Despite the changing climate, the good news is the future of solar power looks promising in most of Australia. Our research suggests solar resource reliability will increase in the regions where we have our existing solar farms.
A successful energy transition depends on managing when people use power. So how do we make demand more flexible?
How does solar growth affect grid stability?
The grid distributes electricity generated from coal and gas-fired power stations, large solar and wind farms, rooftop solar, hydropower and so on.
Unlike coal or gas-fired stations, the power renewables generate is not constant. It varies depending on the local weather. For example, the amount of solar power generated depends on the amount of irradiance (intensity of sunlight) and, most importantly, cloud cover at that location.
So, any changes in the weather affect the amount of energy supplied to the grid. These variable outputs can not only cause an imbalance between electricity supply and demand, but also lead to voltage fluctuations and blackouts.
Electrical equipment is designed to function at a specific frequency and voltage. If the voltage exceeds the threshold it can damage the equipment. At a larger scale, voltage changes or frequency instability can trigger safety mechanisms that take parts of the grid offline, leading to blackouts.
How does climate change affect solar output?

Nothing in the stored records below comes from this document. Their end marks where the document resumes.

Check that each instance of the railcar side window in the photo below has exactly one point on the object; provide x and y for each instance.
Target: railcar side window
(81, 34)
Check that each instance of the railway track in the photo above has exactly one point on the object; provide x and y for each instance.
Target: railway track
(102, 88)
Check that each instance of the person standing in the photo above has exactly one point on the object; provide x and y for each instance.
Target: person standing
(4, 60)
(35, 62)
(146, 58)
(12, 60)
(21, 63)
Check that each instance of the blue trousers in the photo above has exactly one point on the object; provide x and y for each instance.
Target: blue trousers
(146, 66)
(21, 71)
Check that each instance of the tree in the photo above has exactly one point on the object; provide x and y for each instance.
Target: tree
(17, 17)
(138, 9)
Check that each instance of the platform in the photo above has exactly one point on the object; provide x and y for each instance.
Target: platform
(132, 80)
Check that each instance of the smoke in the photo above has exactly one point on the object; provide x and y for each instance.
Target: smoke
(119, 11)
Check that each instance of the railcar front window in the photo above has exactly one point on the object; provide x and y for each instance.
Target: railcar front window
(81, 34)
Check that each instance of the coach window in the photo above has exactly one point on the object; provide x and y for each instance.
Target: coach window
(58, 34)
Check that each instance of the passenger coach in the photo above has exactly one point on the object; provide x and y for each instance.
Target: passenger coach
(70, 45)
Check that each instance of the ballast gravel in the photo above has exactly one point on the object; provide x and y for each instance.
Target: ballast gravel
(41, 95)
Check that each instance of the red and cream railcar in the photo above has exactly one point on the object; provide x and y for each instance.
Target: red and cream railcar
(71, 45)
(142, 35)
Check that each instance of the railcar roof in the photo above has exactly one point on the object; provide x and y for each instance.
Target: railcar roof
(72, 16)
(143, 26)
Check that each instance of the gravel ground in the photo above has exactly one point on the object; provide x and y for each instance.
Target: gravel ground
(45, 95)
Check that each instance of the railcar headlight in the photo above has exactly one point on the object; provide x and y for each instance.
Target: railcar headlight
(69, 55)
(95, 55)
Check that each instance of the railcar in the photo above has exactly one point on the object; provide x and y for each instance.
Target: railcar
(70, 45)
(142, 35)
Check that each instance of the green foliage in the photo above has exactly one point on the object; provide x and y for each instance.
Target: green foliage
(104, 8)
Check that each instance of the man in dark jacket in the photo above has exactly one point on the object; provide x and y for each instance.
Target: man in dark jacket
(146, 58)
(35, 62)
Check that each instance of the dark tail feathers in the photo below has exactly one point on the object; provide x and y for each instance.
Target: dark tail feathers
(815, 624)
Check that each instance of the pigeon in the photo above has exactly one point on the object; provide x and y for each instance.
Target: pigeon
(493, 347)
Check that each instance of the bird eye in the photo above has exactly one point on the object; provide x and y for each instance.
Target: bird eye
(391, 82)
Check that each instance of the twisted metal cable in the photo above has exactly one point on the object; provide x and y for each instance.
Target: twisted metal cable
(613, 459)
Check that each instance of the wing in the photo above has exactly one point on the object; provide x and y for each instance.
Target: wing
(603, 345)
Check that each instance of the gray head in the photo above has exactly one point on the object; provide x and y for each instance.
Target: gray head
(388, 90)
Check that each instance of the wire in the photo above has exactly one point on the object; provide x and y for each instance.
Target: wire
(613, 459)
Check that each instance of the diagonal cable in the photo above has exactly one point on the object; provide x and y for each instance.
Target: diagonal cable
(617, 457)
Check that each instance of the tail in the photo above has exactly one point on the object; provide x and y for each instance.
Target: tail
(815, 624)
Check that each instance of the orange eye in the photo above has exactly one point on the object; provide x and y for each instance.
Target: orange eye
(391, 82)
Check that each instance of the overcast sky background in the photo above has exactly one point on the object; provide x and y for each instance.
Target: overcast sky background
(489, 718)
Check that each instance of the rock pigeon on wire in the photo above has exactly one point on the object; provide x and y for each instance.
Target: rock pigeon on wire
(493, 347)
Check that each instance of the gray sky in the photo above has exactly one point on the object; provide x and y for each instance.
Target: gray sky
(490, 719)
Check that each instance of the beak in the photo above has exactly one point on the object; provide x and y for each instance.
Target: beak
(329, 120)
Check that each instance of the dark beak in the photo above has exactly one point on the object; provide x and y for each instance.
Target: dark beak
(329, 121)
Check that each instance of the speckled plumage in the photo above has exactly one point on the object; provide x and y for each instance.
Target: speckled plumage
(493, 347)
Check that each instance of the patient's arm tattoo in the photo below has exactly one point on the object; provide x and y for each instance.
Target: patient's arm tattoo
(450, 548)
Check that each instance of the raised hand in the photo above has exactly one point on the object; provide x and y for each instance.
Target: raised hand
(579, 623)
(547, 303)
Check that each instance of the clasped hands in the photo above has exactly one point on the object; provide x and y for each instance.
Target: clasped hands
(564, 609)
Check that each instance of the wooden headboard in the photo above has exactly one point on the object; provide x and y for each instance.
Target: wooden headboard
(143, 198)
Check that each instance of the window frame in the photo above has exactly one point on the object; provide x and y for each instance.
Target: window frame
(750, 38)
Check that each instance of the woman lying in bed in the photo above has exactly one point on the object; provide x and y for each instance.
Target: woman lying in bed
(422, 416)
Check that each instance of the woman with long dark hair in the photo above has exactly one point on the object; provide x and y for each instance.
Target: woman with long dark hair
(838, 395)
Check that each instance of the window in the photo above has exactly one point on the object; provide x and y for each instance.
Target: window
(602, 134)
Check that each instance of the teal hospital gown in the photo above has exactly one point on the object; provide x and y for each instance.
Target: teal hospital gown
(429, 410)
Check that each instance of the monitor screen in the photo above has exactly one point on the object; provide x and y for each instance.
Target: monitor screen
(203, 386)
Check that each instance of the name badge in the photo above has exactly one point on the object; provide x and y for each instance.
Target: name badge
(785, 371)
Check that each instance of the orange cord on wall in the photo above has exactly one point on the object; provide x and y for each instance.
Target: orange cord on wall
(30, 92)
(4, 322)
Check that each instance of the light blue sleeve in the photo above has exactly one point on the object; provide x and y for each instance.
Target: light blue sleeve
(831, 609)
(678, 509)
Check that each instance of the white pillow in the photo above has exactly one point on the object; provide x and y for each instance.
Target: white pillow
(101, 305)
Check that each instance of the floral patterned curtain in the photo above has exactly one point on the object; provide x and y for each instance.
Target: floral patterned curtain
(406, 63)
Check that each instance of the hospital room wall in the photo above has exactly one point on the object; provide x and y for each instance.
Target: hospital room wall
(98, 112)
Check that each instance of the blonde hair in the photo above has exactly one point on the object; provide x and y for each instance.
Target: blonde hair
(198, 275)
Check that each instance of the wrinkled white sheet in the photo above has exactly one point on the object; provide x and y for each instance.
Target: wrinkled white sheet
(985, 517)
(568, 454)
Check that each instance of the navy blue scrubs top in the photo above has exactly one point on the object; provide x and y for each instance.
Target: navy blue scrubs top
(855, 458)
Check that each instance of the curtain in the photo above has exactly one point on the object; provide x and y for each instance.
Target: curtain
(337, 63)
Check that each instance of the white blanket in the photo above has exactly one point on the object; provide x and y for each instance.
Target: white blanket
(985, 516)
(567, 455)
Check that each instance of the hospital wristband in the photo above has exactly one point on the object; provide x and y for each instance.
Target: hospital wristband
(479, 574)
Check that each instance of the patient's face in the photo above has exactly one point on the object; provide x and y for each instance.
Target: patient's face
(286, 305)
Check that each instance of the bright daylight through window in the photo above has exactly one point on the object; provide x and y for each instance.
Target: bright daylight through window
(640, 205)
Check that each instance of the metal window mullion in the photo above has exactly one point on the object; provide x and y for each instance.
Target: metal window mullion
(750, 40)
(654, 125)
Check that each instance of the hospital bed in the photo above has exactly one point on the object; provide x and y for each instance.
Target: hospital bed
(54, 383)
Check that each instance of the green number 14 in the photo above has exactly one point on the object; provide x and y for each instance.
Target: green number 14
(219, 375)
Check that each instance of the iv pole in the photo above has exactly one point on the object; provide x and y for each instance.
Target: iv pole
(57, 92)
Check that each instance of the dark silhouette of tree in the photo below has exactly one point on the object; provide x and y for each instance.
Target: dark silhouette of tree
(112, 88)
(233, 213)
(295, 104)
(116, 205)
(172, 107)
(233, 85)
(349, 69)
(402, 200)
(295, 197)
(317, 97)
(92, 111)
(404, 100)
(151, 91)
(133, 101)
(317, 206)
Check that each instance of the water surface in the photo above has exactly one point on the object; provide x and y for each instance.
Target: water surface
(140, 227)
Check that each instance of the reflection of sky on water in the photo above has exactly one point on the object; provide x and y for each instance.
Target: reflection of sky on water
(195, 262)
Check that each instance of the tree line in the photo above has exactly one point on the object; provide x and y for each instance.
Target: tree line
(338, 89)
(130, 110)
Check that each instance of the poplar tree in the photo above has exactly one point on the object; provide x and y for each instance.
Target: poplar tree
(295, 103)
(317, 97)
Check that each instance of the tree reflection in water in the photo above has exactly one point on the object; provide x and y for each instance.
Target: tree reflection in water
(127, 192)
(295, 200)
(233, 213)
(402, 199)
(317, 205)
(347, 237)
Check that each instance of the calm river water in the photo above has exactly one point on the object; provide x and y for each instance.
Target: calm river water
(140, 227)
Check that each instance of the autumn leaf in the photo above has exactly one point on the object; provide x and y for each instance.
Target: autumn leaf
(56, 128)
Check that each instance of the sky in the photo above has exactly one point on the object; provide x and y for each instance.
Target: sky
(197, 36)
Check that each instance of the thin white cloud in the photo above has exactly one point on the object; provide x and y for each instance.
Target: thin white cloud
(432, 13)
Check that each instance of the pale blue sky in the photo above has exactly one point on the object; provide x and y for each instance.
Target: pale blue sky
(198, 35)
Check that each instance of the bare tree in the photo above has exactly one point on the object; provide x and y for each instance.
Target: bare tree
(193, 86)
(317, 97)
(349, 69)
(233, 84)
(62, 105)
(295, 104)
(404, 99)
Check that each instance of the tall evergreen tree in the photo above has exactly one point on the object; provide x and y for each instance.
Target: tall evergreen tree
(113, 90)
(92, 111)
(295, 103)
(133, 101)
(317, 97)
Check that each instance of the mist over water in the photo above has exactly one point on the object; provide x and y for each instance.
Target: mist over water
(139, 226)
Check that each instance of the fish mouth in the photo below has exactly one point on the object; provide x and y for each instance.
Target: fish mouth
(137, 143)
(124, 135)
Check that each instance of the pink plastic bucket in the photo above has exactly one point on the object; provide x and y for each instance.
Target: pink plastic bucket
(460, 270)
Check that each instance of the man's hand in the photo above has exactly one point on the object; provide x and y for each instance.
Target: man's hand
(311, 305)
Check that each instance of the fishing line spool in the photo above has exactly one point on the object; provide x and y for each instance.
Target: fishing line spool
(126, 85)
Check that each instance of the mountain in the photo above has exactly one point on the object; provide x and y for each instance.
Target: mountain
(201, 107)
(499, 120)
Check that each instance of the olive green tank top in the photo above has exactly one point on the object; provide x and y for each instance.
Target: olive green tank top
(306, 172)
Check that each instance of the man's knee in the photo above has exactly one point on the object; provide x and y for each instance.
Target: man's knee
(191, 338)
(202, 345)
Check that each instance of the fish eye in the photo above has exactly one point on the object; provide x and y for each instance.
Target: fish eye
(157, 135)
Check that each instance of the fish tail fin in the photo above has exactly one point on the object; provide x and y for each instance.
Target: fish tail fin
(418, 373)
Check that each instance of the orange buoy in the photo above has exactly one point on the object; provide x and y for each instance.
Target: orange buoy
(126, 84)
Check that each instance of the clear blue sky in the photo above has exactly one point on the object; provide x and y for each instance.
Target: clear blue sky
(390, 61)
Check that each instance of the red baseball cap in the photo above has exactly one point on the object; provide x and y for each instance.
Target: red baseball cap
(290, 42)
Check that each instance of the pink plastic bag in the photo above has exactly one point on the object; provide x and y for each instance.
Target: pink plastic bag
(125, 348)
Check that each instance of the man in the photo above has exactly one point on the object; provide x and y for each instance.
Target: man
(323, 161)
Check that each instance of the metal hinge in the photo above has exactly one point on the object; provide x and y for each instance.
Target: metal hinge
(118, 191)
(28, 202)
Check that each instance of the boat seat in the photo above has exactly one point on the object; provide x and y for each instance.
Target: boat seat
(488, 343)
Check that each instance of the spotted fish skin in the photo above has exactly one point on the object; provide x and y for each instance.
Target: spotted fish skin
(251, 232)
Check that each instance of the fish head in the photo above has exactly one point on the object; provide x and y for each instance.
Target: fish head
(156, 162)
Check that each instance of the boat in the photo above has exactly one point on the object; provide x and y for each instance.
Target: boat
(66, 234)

Using regional climate model projections, our results predict that under a higher emissions scenario known as RCP8.5, often described as “business as usual”, the availability of solar resources will increase in most of Australia by up to 1% by 2099. We predict minor decreases of 0.25–0.5% near the west.
Similarly, the duration of extractable solar power (called “episode lengths”) will increase in the east by up to 30 minutes per year. We predict minor decreases in the west. This means the resource will be more reliable in the east and we can expect a more stable electricity supply from solar PV generation. This doesn’t take into account higher temperatures, which can decrease the PV yield.
We also predict the times with no-to-minimum power generation (called “lulls”) will reduce in eastern Australia by about 25 minutes per year. We expect minor increases in lulls in the west. These changes are mainly due to an increase in the number of clear-sky days in the east.
A less sunny outlook for world’s largest solar farm
Sun Cable is developing the largest solar farm in the world in the Northern Territory. It will have a generation capacity of at least 14 gigawatts. Sun Cable plans to supply electricity to Darwin and Singapore.
Based on our simulations, we predict a 2% reduction in radiation at the Sun Cable solar farm by 2099. This could lead to a loss of about 280 megawatts in its total generation capacity by then.
We also predict reduced episode lengths for the Sun Cable farm. This points to shorter periods of reliable power output. Likewise, the power generated is predicted to be highly variable throughout the day due to an increase in lull periods.
Sun Cable will likely need to consider having energy storage systems and strategies to control voltage fluctuations to tackle intermittency.
What else does Australia need to consider?
The latest Intergovernmental Panel on Climate Change (IPCC) report stresses the urgent need to prepare for extreme climate change and greatly reduce carbon emissions. One of the most efficient ways to do this is to develop more grid-connected renewable energy technologies world-wide.
Australia has an ambitious renewable energy target, and we expect more grid-connected solar farms in the future. This means grid operators and distributors will have to manage future periods of high demand and variable supply.
One of the most efficient solutions is to use storage facilities to soak up energy at times of high output. These can then supply energy when renewable output stops or is intermittent. Batteries are an obvious choice, and Australia will have several big battery storage plants by 2025.
Before setting up large-scale solar plants, we should assess the impacts of climate change using a range of climate models and different future scenarios to minimise future risks. We should also consider installing hybrid renewable energy plants, such as solar and wind at the same site. This will help optimise the energy mix to reduce intermittency.